Establishment of a hsa-miR-24-overexpressing cell line

An hsa-miR-24-overexpressing cell line was established using the Lentiviral miRNA Expression system was from Biosettia (San Diego, CA, USA) as previously described (17). Briefly, the C666-1 cells were seeded into a 12-well plate 24 h prior to transfection with hsa-miR-LV-24-1 or miR-LV-control.
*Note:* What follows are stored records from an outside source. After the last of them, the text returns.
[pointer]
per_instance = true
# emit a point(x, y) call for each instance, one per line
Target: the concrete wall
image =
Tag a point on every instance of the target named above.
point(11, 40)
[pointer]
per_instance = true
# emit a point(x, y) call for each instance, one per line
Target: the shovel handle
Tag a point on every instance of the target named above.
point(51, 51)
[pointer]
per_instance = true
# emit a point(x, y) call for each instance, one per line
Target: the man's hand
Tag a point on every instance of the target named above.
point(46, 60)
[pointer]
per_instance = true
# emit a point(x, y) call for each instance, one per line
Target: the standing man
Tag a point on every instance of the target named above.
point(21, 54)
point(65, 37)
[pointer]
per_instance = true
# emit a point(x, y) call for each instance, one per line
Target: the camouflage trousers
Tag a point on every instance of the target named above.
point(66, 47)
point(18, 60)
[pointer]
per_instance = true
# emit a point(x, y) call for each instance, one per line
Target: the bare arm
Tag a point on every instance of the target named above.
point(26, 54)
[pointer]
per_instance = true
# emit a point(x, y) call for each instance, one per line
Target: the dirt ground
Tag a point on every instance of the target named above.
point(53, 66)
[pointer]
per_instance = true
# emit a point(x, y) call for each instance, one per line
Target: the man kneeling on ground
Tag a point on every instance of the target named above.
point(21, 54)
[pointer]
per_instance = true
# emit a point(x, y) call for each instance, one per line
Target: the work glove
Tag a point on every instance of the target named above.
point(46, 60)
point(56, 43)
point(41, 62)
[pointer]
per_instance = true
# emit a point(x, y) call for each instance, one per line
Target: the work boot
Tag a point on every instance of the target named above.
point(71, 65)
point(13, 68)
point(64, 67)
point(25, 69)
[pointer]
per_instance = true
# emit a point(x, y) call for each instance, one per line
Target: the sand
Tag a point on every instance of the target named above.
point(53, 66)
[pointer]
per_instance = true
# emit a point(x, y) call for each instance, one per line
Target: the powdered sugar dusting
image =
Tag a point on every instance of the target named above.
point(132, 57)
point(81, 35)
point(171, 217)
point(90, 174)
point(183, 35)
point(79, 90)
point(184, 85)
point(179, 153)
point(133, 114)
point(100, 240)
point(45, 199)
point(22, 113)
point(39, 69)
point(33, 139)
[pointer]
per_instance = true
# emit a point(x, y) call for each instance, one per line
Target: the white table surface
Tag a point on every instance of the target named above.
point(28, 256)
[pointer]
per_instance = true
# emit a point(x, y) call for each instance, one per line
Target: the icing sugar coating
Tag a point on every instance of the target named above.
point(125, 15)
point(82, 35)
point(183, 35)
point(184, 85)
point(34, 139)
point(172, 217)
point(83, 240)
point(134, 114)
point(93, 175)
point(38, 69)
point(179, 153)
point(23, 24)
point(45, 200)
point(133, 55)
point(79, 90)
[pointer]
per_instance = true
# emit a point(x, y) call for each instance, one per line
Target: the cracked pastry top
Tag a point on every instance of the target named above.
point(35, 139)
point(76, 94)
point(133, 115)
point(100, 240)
The medium was replaced with new medium containing Polybrene, and miR-LV-24-1 or miR-LV-control was added followed by centrifugation at 1.000 × g for 40 min at room temperature. The cells were selected by puromycin at a concentration of 3 µg/ml (C666-1). The cells stably expressing hsa-miR-24 were named C666-1-miR-24. The hsa-miR-24 expression level was verified by RT-qPCR. An eRFP reporter is designed in the Lentiviral miRNA Expression system to monitor transduction efficiency under a microscope (RFP image), and a single colony was selected to determine the differential transduction efficiency of the cells stably overexpressing miR-24 or not.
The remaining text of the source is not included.